Ursula von der Leyen dla "Financial Times": europejskie wojska pojadą na Ukrainę, powstaje "dość precyzyjny plan"
Europejskie wojska na pewno pojadą na Ukrainę - powiedziała zdecydowanie Ursula von der Leyen w rozmowie z "Financial Times". Trwają prace nad „dość precyzyjnymi planami” - stwierdziła przewodnicząca Komisji Europejskiej. Jak podkreśliła, wojska stacjonujące na Ukrainie w ramach gwarancji bezpieczeństwa mają być wspierane przez USA. „Gwarancje bezpieczeństwa są najważniejsze i absolutnie kluczowe. Mamy jasny plan działania i osiągnęliśmy porozumienie w Białym Domu… i prace te postępują bardzo dobrze” - ogłosiła von der Leyen. „Prezydent Trump zapewnił nas, że amerykańska obecność będzie częścią zabezpieczenia. To było bardzo jasne i wielokrotnie potwierdzane” - podkreślała.
ZOBACZ TEŻ: Tusk i von der Leyen złapani za ręce. Wszystko zostało uwiecznione
"Poczucie pilności jest bardzo duże… sprawa postępuje. Naprawdę nabiera kształtów"
Przewodnicząca Komisji Europejskiej mówiła też o konieczności akceptacji wszelkich planów przez Ukrainę, nawet nie wspominając o akceptacji takiego rozwiązania przez Rosję: „Oczywiście, zawsze wymaga to decyzji politycznej danego kraju, ponieważ rozmieszczenie wojsk jest jedną z najważniejszych suwerennych decyzji narodu. [Ale] poczucie pilności jest bardzo duże… sprawa postępuje. Naprawdę nabiera kształtów”. Chociaż przedstawiciele Kremla uważają, że to Europa jest przeszkodą w negocjacjach pokojowych, von der Leyen widzi to zupełnie inaczej: „Putin się nie zmienił, jest drapieżnikiem. [Trump] chce pokoju, a Putin nie siada do stołu negocjacyjnego… Ma negatywne doświadczenia z Putinem; coraz częściej Putin nie robi tego, co mówi. [Ale] w ostatnich miesiącach mieliśmy kilka spotkań, w których było oczywiste, że można polegać na Europejczykach.

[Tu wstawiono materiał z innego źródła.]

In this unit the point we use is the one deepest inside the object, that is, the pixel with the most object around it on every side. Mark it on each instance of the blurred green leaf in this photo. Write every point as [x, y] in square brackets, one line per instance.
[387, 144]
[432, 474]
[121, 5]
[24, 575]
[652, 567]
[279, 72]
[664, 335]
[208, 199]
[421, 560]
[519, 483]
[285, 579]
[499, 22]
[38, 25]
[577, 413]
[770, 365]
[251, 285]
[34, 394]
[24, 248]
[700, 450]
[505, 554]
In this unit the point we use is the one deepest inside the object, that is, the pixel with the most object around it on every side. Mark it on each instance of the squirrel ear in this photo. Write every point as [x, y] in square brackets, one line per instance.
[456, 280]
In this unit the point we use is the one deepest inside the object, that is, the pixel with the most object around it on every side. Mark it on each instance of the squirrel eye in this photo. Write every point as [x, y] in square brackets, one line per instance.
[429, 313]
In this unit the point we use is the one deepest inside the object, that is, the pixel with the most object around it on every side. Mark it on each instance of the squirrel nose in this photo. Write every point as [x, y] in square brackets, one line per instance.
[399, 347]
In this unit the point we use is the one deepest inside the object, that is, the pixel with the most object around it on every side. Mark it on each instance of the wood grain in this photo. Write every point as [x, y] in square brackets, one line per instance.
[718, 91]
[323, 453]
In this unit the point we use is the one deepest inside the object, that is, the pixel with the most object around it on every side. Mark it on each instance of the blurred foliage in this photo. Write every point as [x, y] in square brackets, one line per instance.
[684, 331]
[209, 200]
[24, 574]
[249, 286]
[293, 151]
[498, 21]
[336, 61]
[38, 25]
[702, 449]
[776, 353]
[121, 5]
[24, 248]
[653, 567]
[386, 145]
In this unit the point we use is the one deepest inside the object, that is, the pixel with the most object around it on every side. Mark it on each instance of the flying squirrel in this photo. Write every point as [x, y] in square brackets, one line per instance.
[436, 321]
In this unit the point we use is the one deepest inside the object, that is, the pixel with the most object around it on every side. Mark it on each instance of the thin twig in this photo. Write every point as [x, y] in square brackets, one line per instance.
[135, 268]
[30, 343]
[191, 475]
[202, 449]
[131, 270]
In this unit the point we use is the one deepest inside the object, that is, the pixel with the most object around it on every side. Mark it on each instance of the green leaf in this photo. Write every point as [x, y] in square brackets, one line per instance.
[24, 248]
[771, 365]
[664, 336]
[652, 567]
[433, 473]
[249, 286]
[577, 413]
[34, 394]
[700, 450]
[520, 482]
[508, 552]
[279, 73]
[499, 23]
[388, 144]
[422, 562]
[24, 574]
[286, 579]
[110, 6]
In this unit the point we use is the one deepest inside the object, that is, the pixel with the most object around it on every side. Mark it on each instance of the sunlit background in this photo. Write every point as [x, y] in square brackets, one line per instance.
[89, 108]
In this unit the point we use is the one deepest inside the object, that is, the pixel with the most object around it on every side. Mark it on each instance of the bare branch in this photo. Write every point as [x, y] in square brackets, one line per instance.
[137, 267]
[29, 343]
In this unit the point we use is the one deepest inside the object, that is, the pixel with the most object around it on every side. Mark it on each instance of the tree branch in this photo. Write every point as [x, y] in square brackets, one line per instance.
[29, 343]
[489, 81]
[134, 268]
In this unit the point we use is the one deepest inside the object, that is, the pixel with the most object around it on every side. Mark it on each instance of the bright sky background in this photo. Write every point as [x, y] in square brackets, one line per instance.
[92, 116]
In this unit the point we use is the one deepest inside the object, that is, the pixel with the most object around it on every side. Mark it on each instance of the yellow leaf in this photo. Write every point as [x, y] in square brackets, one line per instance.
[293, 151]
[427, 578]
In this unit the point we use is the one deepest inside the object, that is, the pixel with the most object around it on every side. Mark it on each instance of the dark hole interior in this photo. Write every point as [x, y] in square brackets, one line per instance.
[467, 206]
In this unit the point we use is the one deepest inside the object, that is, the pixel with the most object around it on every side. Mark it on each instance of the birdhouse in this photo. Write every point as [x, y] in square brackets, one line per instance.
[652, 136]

Oczywiste jest, że kiedy coś mówimy, to to robimy” - mówiła.
ZOBACZ TEŻ: Ursula von der Leyen zabrała głos po wyborach! Co napisała Nawrockiemu?
Chodzi o dziesiątki tysięcy żołnierzy dowodzonych przez Europejczyków, wspieranych przez USA
Jak podaje "Financial Times", europejskie siły pokojowe mają liczyć dziesiątki tysięcy żołnierzy dowodzonych przez Europejczyków, wspieranych przez Stany Zjednoczone. Porozumienie w tej sprawie miało zostać uzgodnione podczas spotkania prezydenta Donalda Trumpa, Wołodymyra Zełenskiego i przywódców europejskich w Białym Domu. Rozmowy mają być kontynuowane we Francji w tym tygodniu, ale z udziałem samych stron ukraińskiej i europejskiej.